Sindikalisme yang mewarnai tradisi gerakan buruh dalam dua dekade terakhir menjadi persoalan penting bagi Kagarlitsky. Bagaimana menjadikan serikat buruh sebagai institusi nasional adalah persoalan penting yang menjadi pembahasan pertama dalam buku ini. Pertama, serikat buruh telah menjadi semakin kuno dengan landasan mereka semata-mata pada industri-industri besar yang semakin kehilangan jumlah anggota dan pekerjanya (dengan masuknya komputerisasi dan robotisasi, termasuk teknologi virtual), dan pada saat yang sama muncul buruh temporer, part-time, pekerja rumahan, golongan-golongan baru dari para pekerja yang tidak masuk dalam kategori industri tradisional yang besar.Kedua, serikat buruh juga terlalu disibukkan dengan persoalan diri mereka sendiri tanpa mampu membuat kaitan dengan perkembangan-perkembangan yang terjadi dalam masyarakat. Ringkasnya, ia tidak mampu menjadi sebuah agen perubahan di dalam masyarakat dan justru semakin menopang bekerjanya sistem kapitalisme.
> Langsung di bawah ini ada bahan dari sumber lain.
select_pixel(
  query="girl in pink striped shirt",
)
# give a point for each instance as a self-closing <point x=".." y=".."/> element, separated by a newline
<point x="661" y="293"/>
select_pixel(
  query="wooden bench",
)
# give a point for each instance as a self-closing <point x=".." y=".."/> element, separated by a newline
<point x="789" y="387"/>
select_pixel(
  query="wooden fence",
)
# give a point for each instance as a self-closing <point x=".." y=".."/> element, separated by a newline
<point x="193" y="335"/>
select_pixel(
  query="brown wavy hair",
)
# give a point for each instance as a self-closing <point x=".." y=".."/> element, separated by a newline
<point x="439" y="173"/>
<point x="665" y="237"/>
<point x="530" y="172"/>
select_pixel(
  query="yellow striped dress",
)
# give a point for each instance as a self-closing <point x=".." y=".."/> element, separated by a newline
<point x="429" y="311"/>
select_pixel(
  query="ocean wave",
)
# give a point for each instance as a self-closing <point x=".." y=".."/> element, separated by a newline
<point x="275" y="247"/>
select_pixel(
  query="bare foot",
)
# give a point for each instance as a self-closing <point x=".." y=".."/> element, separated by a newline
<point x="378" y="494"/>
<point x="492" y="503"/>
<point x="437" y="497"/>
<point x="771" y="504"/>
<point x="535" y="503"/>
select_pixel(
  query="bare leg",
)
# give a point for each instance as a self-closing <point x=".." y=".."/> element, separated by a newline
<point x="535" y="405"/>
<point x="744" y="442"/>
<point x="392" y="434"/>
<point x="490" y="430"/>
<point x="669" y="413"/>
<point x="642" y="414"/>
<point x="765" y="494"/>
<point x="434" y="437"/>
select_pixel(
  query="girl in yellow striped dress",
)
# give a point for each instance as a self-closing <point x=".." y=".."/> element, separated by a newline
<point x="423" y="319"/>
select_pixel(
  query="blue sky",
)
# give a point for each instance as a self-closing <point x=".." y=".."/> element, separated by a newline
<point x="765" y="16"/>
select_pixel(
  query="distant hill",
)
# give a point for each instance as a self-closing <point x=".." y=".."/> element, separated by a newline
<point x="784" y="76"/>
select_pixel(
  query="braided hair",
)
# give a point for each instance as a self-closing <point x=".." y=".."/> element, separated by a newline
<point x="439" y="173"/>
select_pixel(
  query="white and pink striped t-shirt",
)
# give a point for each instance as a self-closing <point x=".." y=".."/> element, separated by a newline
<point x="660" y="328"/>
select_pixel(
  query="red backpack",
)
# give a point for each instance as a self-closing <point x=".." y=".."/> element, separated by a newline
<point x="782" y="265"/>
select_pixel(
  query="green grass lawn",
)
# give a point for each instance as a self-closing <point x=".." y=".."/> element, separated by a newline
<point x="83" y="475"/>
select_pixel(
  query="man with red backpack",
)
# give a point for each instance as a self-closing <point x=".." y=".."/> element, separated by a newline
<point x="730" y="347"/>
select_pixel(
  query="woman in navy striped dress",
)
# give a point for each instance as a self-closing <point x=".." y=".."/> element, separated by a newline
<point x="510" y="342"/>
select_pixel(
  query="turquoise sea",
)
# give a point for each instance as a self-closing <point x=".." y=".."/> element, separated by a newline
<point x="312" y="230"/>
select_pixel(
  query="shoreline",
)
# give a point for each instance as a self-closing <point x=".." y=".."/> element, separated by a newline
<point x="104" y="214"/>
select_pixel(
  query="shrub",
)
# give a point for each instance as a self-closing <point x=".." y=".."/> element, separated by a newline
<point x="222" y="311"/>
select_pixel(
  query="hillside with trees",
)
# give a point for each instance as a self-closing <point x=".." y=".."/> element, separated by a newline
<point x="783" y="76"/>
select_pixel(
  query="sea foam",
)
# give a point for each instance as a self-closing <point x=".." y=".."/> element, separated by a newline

Menjadikan organisasi buruh sebagai institusi nasional mungkin merupakan gagasan menarik yang ditawarkan Kagarlitsky. Di Indonesia kita mungkin bisa membandingkannya dengan lembaga sosial seperti pesantren yang menjadi wadah sosio-kultural-ekonomi dari para petani di pedesaan dan sekaligus membentuk watak dari orang-orang desa. Persoalannya di sini adalah bagaimana serikat buruh menjadi sebuah institusi dengan tradisi yang mengakar dalam masyarakat, bukan sekedar advokasi dan perlindungan hak-hak kaum buruh (sindikalisme dalam pandangan Kagarlitsky) dan tidak mampu berbuat banyak terhadap masalah-masalah nasional mereka.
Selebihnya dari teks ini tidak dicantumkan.